Islamic Garden

Islamic Garden
Islamic Garden in Lausanne, Switzerland

Wednesday, July 23, 2008

Al-Fatiha - a Western perspective

I come to the text as an individual who is engaged in a solitary reading (which is the way Westerners come to the text). That is how I engaged this text. Of course, in its context of time and place, the al-Fatiha was recited and heard by at least two people (the reciter and the one who is being recited to) thus making it a communal in hearing.


al-Fatiha (the opening)

In the name of the Infinite Light and Life,
the One of total Grace and Mercy.
I offer my devotion and praise,
to the One who continually creates all worlds.
To the One who gives without thought of return,
from whom flows eternal mercy,
protecting us from judgment:
I offer my devotion and praise;
I offer my deeds and thought.
I only ask that you show me the true path,
so that I do not go astray leading to spiritual non-existence.

peace,
Jim Davis
Author of "The Shia Imami Ismaili Muslims - A Short Introduction"
Ozark Bioregion, USA

Saturday, July 19, 2008

Anti-semitism in Islam rooted in al-Fatiha?

Dr. Andrew Bostom's recently published 750 page anthology entitled "The Legacy of Islamic Antisemitism" is a scathing critique of a range of Muslim exegesis of various Quranic ayats that serve as a foundation for the attitudes many Muslims hold against the Jewish people. He cites Muhammad Sayyid Tantawi's 700 page treatise, Banu Isra'il fi al-Quran wa al-Sunna, first published in the 1960s and then re-issued in 1997, rationalizing Muslim Jewish hatred. According to Bostom,

"Tantawi was apparently rewarded for this scholarly effort by being named Grand Imam of Al-Azhar University in 1996, a position he still holds. These are the expressed, "carefully researched" views on Jews held by the nearest Muslim equivalent to a pope - the head of the most prestigious center of Muslim learning in Sunni Islam, Sunnis representing some 85 per cent of the world's Muslims. And Sheikh Tantawi has not mollified such hate-mongering beliefs since becoming the Grand Imam of Al-Azhar as his statements on the Jews as "enemies of Allah, descendants of apes and pigs," the legitimacy of homicide bombing of Jews, or "dialogue " with Jews (just below), makes clear:


....anyone who avoids meeting with the enemies in order to counter their dubious claims and stick fingers into their eyes, is a coward. My stance stems from Allah's book (The Qur'an), more than one third which deals with the Jews....

Tantawi's case illustrates, the prevalence and depth of sacralized, "normative" Jew hatred in the contemporary Muslim world." (2008, pp. 33-34).

Dr. Bostom goes on to summarize the thoughts of Haggai Ben-Shammai, chairman of the Ben-Zvi Institute and Professor of Arabic language and literature at Hebrew University in Jerusalem, that much of this antisemitism is rooted in al-Fatiha:

" The terrifying rage decreed upon the Jews forever is connected in the hadith and exegesis to Qur'an 1:7, where Muslims ask Allah to guide them rightly, not in the path of those who provoke and must bear His wrath.
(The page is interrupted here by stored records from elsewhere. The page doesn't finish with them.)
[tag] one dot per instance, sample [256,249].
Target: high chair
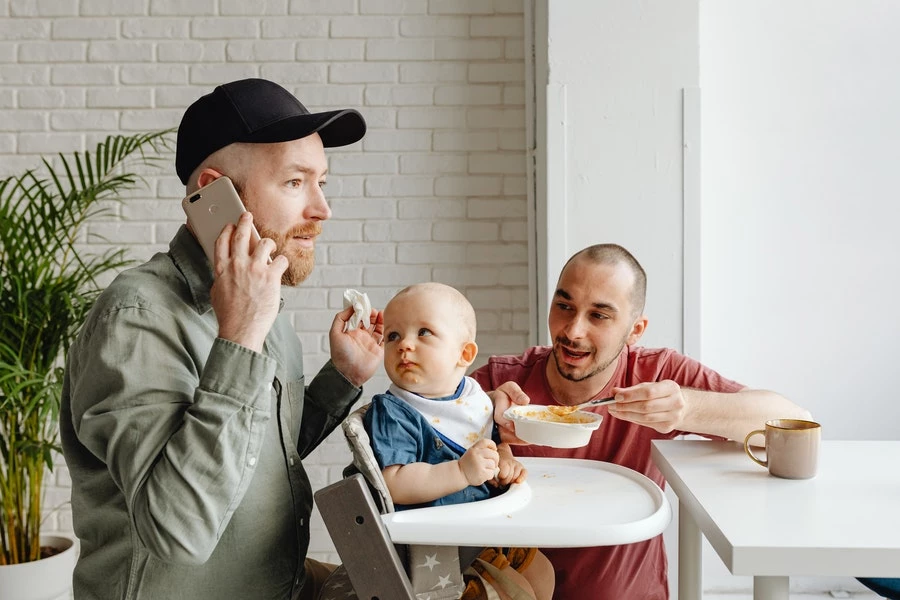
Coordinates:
[374,568]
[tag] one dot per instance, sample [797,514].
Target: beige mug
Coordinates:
[792,448]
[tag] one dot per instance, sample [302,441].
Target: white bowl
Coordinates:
[538,425]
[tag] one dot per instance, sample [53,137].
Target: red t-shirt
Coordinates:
[632,571]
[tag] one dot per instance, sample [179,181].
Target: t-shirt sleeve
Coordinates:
[690,373]
[395,437]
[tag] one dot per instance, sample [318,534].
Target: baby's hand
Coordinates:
[511,470]
[479,463]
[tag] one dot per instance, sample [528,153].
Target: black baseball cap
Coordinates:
[255,111]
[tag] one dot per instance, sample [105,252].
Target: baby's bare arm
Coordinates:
[415,483]
[511,470]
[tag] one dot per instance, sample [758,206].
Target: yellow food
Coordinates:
[547,415]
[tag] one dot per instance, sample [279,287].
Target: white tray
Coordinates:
[563,503]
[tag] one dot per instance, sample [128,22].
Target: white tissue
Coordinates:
[362,308]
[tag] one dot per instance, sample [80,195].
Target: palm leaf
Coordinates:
[47,287]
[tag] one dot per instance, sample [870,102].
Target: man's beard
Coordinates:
[300,262]
[599,369]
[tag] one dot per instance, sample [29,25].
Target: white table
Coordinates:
[563,503]
[845,521]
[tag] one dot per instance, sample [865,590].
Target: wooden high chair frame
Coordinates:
[376,568]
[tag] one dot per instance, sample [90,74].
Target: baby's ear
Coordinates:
[468,354]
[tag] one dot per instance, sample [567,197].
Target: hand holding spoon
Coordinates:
[562,411]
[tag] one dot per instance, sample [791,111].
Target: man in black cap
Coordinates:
[185,414]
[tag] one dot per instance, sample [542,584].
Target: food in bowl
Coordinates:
[539,425]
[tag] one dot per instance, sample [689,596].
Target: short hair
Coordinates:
[614,254]
[465,313]
[234,160]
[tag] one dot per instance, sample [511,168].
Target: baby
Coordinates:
[433,432]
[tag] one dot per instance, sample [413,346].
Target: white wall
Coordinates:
[798,130]
[799,211]
[610,145]
[436,190]
[800,177]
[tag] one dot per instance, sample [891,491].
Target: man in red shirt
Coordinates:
[596,318]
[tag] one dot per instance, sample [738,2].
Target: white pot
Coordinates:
[45,579]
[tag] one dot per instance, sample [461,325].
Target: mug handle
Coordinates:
[762,463]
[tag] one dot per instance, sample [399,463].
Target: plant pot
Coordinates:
[45,579]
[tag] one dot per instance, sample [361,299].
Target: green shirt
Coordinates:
[185,449]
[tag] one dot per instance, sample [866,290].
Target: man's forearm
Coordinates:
[734,415]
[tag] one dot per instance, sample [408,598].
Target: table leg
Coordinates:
[771,588]
[690,556]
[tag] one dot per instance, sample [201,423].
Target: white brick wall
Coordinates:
[436,190]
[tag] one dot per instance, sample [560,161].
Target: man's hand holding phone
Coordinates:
[246,293]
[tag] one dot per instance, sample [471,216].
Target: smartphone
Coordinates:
[210,209]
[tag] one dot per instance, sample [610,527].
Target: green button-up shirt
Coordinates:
[185,449]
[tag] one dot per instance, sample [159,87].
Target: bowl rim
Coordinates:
[512,413]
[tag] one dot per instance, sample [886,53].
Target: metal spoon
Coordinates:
[562,411]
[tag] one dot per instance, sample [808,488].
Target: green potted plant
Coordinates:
[49,279]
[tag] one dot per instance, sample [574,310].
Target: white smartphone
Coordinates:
[210,209]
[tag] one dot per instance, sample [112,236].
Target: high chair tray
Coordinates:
[563,503]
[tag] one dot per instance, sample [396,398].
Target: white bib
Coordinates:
[463,420]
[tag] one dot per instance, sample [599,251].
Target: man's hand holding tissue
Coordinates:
[356,338]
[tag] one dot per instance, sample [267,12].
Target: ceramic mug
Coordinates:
[792,448]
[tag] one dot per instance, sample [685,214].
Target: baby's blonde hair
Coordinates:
[465,313]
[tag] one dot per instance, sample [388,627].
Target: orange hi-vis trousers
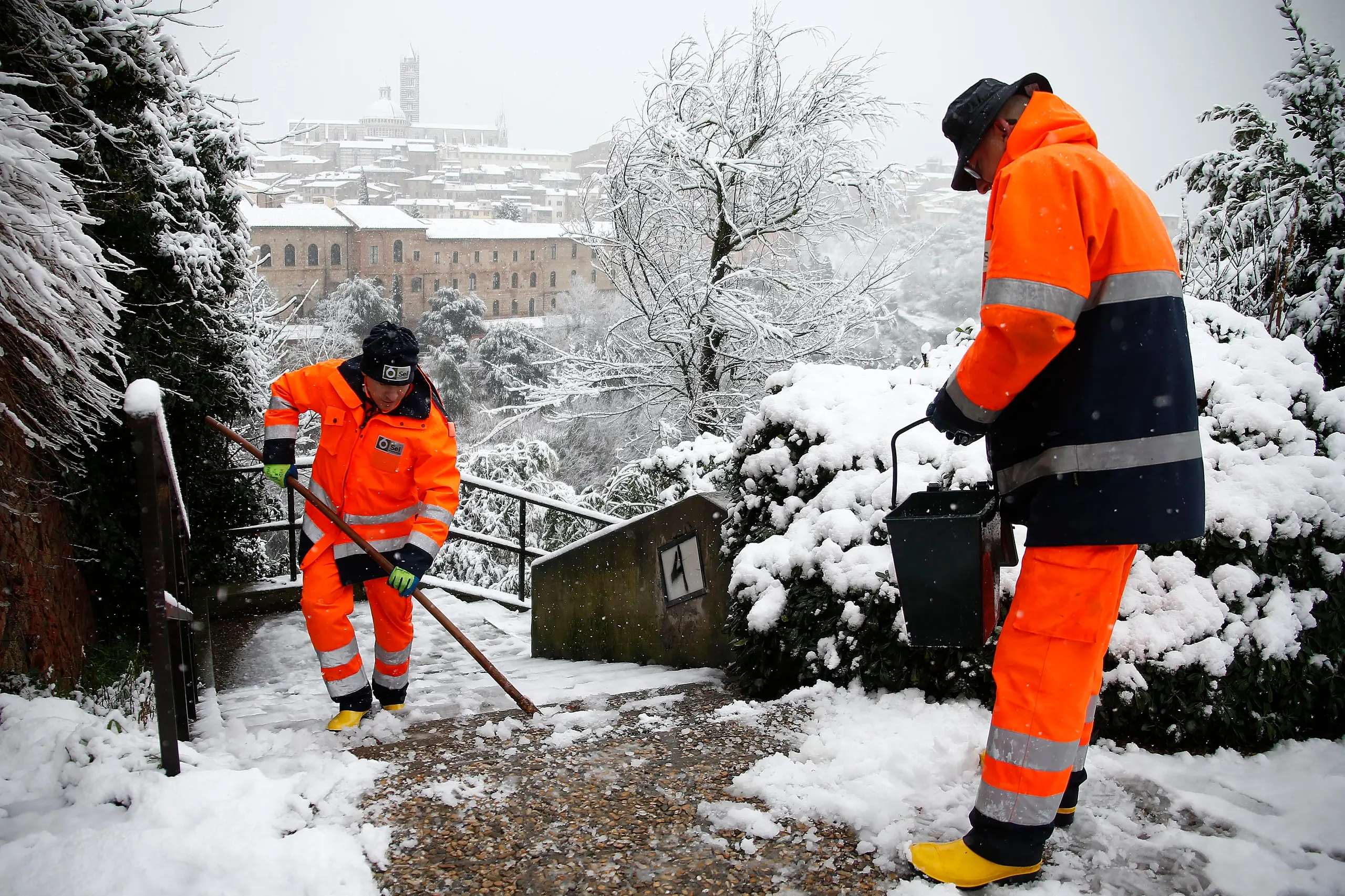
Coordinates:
[327,606]
[1048,674]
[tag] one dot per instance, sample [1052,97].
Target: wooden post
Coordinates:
[157,507]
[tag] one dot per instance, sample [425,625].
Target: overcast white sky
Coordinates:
[1141,70]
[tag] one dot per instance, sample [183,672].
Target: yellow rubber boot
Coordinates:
[345,719]
[958,866]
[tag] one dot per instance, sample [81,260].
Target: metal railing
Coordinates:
[179,640]
[521,548]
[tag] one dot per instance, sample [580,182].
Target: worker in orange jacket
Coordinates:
[1082,381]
[388,463]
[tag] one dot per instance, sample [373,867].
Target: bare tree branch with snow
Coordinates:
[713,218]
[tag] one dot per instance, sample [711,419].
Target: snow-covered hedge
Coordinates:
[1231,640]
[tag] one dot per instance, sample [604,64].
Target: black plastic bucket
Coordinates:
[947,548]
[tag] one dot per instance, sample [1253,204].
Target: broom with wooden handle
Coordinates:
[524,703]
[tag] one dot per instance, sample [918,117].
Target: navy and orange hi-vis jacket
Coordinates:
[1082,369]
[392,477]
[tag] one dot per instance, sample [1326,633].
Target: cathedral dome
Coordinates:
[384,111]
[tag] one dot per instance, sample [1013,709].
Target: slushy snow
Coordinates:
[899,770]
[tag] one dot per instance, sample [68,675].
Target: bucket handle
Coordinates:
[908,427]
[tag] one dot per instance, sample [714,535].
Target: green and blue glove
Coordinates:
[279,473]
[402,581]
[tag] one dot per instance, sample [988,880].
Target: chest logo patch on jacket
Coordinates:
[390,447]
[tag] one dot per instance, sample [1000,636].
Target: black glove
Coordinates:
[954,424]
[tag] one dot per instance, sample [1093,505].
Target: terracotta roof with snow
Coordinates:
[294,216]
[380,217]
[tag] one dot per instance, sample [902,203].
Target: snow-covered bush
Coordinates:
[670,474]
[1231,640]
[524,463]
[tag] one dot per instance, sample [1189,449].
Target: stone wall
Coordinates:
[606,598]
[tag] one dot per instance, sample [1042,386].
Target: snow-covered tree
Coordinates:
[710,221]
[350,311]
[444,332]
[157,162]
[510,363]
[1270,238]
[58,353]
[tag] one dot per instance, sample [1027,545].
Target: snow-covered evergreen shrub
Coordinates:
[670,474]
[1233,640]
[157,162]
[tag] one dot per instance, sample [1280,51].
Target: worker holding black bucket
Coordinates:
[1080,380]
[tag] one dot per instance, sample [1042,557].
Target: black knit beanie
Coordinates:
[390,354]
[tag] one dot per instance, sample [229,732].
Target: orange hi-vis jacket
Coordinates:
[1082,369]
[392,477]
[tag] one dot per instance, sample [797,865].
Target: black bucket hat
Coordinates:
[971,115]
[390,354]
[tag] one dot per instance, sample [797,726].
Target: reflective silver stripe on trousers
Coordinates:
[392,682]
[350,549]
[1032,753]
[1103,455]
[1133,287]
[397,516]
[1029,294]
[435,512]
[393,657]
[1017,809]
[424,543]
[966,405]
[1080,756]
[347,685]
[339,657]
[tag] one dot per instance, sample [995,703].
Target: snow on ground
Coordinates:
[900,770]
[268,801]
[282,685]
[85,809]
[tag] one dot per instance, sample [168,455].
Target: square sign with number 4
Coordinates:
[682,576]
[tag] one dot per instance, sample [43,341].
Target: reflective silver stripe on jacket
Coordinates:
[310,528]
[339,657]
[435,512]
[1032,753]
[1017,809]
[392,682]
[347,685]
[351,549]
[392,657]
[397,516]
[1031,294]
[966,405]
[1133,287]
[1103,455]
[424,543]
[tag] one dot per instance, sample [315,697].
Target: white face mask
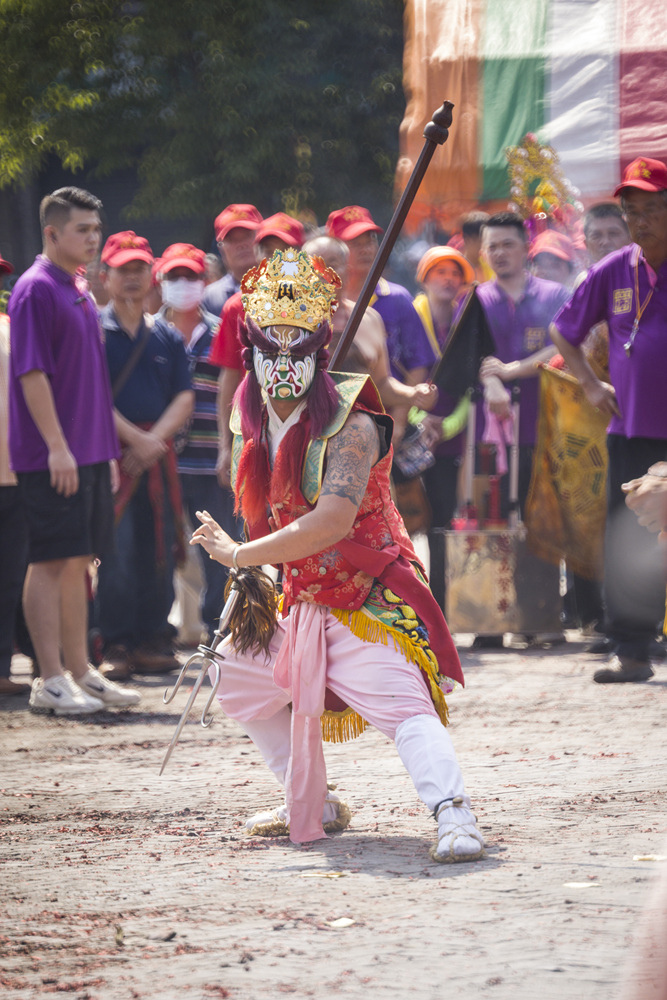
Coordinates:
[182,294]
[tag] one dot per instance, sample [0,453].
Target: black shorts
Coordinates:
[65,527]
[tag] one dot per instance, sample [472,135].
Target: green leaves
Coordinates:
[284,104]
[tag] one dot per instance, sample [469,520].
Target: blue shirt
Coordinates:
[161,373]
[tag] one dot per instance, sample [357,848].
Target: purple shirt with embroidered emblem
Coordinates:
[519,329]
[407,342]
[608,292]
[55,329]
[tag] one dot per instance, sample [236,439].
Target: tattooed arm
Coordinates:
[350,457]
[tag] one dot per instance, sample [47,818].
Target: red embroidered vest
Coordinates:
[333,577]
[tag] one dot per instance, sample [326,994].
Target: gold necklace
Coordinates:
[639,310]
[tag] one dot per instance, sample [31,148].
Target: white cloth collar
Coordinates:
[277,428]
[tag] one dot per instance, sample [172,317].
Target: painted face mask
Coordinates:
[281,375]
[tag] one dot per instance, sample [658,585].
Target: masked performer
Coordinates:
[359,638]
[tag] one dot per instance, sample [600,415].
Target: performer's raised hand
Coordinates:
[213,539]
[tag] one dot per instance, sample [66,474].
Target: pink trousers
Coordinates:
[373,679]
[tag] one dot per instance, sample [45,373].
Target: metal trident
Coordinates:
[209,657]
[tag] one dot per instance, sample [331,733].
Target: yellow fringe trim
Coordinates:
[371,630]
[338,727]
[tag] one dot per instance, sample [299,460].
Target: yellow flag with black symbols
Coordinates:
[566,505]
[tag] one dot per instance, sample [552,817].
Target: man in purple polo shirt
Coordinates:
[628,289]
[62,442]
[519,308]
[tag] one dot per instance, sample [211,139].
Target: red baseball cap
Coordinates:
[284,227]
[183,255]
[645,174]
[348,223]
[550,241]
[121,248]
[236,217]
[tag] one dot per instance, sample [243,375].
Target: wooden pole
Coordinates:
[435,134]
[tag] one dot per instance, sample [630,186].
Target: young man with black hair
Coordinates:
[62,445]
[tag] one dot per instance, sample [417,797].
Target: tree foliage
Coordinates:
[282,103]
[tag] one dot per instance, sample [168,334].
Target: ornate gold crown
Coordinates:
[291,289]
This verse is in turn linked to Qur'anic verses 5:60 and 5:78, which describe the Jews' transformation into apes and swine (5:60), having been cursed by the tongue of David, and Jesus, Mary's son " (5:78). (2008, pp. 34-35).

Clearly, as a Muslim, I find this interpretation of al-Fatiha completely unacceptable and reprehensible. The text itself makes no mention of the Jews. It specifies only those who have earned God's displeasure.

As Muslims, we must own our shadow and express our sincere apologies to our brothers and sisters of the Abrahamic faiths for all of our misdeeds and prejudice. For my own part, I ask the forgiveness of all Jews, past and present, secular and religious, to whom the expression of the faith of Islam has caused pain, injury and offense. Any interpretation of the words of God that undermine the central Islamic principle of the Unity of Man - that we are all created from One Single Soul - cannot be an honorable and noble interpretation of the final revelation of Allah.